What does this have to do with the Zendaya controversy?
Producers are ultimately responsible for what appears on television. They are responsible for what they give the network to “vet”. When a television show is being shot, there is RARELY just “one take.” According to Kelly Osborne, the words in question were recorded “three times” and US Weekly states it was “in front of an audience of about 30 people.”
Let’s look at how TV works:
1) No matter what you believe about “reality” television, there IS a script. Without a script, there would be no structure to the show. There needs to be a story line in each episode of the show. Now, it may be “loosely scripted” which means that the express goal of the episode is accomplished within certain “beats” of action with no rules about how that action is achieved. There are times when talent is handed or coached to use specific verbiage. Nothing is ever shot without a producer present. And it is their job to make sure they get everything necessary to complete the episode. It is very common for the Producer to prod the talent off camera by:
a) asking them to repeat what they said another way
b) asking the talent to expound on what they think the talent meant to say or
c) telling the talent what they should say.
I’ve done it.
2) Once the episode is shot, it goes into an edit. There is typically a Story Producer who oversees the edit. So, not only has the first producer seen the live version of the comments, now another producer and editor are aware of what was said. Then, the episode goes BACK to the executive producer for approval before it is submitted to the Network. At ANY point, the decision could have been made NOT to send those comments to the network.

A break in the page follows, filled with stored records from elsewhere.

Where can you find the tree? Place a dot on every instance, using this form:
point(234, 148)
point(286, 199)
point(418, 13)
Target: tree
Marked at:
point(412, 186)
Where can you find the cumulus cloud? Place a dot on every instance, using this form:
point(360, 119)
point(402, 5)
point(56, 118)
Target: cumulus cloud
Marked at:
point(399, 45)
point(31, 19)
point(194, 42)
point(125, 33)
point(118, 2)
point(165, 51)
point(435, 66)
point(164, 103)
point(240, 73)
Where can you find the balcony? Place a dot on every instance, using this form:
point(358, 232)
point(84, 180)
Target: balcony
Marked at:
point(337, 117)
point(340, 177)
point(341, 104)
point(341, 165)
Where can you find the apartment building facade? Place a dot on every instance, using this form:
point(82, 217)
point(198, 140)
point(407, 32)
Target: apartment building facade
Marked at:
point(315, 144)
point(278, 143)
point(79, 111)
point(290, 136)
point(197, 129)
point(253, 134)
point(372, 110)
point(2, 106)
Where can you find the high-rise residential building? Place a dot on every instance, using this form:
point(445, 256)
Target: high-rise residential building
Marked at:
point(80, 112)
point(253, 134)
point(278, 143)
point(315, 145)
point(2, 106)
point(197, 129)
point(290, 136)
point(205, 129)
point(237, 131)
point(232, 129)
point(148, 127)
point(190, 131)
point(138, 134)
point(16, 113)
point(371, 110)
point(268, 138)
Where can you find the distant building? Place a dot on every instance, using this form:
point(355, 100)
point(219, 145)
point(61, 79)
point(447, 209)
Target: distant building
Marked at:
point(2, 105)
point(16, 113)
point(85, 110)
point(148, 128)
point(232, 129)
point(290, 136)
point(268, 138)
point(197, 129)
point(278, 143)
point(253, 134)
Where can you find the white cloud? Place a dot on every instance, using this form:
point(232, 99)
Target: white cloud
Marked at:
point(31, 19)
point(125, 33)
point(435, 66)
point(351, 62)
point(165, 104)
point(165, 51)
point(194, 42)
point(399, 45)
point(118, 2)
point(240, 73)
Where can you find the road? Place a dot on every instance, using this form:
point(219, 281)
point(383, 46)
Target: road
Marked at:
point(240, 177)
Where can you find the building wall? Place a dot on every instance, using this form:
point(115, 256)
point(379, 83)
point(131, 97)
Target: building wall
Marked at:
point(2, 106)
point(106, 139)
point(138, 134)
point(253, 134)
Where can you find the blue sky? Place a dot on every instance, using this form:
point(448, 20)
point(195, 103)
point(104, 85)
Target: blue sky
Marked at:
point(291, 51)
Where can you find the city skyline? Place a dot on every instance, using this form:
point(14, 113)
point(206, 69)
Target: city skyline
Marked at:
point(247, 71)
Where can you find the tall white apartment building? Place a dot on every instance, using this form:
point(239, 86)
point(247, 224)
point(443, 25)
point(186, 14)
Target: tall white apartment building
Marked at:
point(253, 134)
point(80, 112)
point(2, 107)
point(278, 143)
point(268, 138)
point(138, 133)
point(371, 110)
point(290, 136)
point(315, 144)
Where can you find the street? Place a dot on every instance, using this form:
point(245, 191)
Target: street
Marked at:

3) The Network makes the final decision about what is aired based on what has been submitted to them. Throughout this process, there are a flurry of “notes.” The Story Producer will give the editor verbal or written “notes” about what to include and what to cut out. The Executive Producer may give “notes” about changing the angle of the story. The Network gives “notes” about what works in the episode and what does not. It’s not live television. A plethora of eyes have seen the “locked” version of the episode.
So, what happened with this episode?
Quite simply: several people, not just Giuliana Rancic, felt perfectly comfortable with the “or weed” reference.

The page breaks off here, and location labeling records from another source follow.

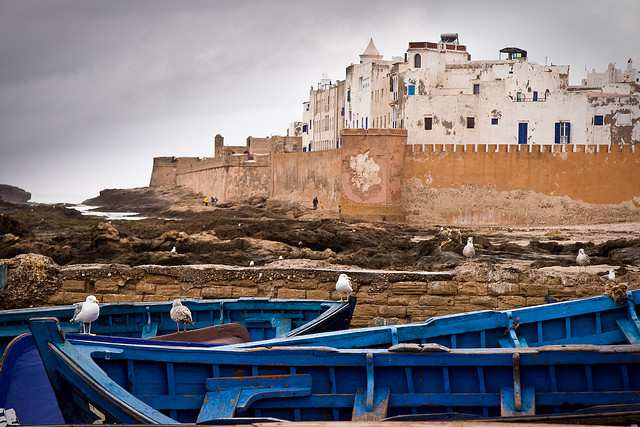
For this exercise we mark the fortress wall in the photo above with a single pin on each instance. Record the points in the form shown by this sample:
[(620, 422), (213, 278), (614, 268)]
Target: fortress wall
[(492, 184), (371, 173), (299, 177), (163, 172), (229, 182), (376, 176)]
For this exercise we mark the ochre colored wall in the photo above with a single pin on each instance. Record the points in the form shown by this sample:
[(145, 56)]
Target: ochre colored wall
[(301, 176), (525, 185), (163, 172), (370, 173), (592, 174), (376, 176)]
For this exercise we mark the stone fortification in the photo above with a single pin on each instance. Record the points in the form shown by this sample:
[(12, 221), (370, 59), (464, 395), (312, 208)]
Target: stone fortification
[(383, 296), (376, 175)]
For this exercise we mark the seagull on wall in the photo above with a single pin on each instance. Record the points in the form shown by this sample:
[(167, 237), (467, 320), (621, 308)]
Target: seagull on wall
[(86, 312), (180, 314), (469, 251), (343, 285)]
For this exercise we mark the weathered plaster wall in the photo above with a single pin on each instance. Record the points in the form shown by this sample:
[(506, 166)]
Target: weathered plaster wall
[(230, 182), (371, 173), (298, 177)]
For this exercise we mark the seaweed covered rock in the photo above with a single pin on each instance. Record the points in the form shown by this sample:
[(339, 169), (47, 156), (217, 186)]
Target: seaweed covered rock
[(31, 280)]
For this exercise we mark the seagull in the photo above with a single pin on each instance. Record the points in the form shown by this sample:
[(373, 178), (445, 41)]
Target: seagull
[(343, 285), (180, 314), (582, 259), (86, 312), (469, 251), (612, 275)]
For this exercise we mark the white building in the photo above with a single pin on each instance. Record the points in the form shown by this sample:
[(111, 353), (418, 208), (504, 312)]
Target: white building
[(440, 96)]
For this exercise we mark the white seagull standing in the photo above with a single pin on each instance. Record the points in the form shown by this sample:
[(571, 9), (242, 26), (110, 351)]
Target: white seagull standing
[(469, 251), (582, 259), (180, 314), (343, 285), (86, 312)]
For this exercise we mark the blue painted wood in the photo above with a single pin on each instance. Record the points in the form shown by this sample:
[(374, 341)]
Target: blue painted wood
[(469, 381), (584, 321), (507, 402), (150, 319)]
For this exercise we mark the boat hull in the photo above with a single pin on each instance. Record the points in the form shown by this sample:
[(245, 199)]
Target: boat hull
[(264, 318), (595, 320), (130, 383)]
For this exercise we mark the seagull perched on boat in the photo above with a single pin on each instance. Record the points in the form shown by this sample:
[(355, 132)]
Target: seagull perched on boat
[(86, 312), (180, 314), (582, 259), (469, 251), (343, 285)]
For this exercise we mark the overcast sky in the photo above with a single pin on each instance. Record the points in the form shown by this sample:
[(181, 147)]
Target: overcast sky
[(91, 91)]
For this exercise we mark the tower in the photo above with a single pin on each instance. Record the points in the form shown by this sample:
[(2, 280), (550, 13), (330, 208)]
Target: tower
[(370, 54)]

Let’s go back to Kelly’s words. Specifically two points:
1) “…everyone involved.” She was not solely calling out Rancic for her comments. She was calling out “…everyone involved” in the process of getting those comments on air, which included the producers and the Network.

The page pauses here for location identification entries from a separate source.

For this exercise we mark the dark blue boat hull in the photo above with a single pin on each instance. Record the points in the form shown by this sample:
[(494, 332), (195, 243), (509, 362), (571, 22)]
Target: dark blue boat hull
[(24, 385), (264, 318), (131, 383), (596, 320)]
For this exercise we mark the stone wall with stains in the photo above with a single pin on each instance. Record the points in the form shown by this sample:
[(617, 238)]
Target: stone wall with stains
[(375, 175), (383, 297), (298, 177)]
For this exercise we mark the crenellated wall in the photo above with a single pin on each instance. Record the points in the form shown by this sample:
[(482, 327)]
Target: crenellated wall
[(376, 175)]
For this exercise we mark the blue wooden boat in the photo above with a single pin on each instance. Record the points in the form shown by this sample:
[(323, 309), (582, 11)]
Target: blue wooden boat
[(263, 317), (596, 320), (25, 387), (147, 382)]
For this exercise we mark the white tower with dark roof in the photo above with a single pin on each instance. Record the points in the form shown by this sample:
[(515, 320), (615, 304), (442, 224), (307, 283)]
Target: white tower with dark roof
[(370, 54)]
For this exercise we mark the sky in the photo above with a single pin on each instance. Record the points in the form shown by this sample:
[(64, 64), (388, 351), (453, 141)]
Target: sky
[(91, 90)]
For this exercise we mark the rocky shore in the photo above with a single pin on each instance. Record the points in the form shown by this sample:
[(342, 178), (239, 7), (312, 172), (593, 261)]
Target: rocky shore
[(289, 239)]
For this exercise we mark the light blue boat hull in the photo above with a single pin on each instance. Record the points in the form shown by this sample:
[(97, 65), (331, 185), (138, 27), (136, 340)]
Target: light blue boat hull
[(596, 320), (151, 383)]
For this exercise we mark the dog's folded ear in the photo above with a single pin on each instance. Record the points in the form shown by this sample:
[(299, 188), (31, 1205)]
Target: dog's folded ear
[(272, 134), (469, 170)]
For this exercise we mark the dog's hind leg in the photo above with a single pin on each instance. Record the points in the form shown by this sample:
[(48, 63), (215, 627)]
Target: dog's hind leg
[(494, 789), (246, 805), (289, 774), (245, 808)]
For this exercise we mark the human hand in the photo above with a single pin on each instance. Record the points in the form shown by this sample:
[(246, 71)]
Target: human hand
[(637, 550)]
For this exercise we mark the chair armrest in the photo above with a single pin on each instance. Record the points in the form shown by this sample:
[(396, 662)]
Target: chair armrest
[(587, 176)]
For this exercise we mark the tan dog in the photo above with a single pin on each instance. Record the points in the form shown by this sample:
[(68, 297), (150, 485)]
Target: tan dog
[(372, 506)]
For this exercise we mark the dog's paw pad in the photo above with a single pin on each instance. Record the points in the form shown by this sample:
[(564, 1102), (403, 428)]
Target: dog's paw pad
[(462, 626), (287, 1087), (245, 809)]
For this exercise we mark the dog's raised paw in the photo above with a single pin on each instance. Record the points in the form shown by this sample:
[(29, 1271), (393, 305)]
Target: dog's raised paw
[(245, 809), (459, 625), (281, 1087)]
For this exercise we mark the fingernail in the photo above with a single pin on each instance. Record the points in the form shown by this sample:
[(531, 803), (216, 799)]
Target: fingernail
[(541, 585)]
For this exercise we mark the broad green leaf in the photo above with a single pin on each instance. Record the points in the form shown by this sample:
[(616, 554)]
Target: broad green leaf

2) “I did not make the weed coment.” (sic) Now, let’s look at an extended version of the clip, paying close attention to this EXCHANGE which starts at 1:19 into the clip. By saying she did not make the weed comment, she clearly implied that someone other than Giuliana made the initial comment. Since there is only one other woman on the panel, we know who said it.
Rancic: “I feel like she smells like patchouli oil.”
Kathy Griffin: “or weed”
Rancic: “Yeah, maybe weed.”
The conversation about Zendaya’s hair actually started with a reference to her “Poetic Justice braids” by co-host Brad Goreski. *sigh* Braids are not the same as locs, but this isn’t a dissertation about the entire episode or the often blurred lines in comedy, so forgive me for digressing.
“and weed” is what the media has been feeding you all of this time when what was really said was “or weed.”
Who introduced weed into the conversation?
Why has no one made mention of that? If the phrase was deemed racially offensive, why would she not be held as culpable as Rancic?
Giuliana was actually expressing herself after Kathy Griffin mentioned “or weed.” Griffin was also the first person to quip about how it is now legal in some states.
Some have mentioned that if a comedian such as Joan Rivers made the same remarks, people would have taken it as a joke and gotten over it.
Does this mean that Kathy Griffin’s D-List humor was so irrelevant that people felt it better to attribute the “or weed” remark entirely to Giuliana?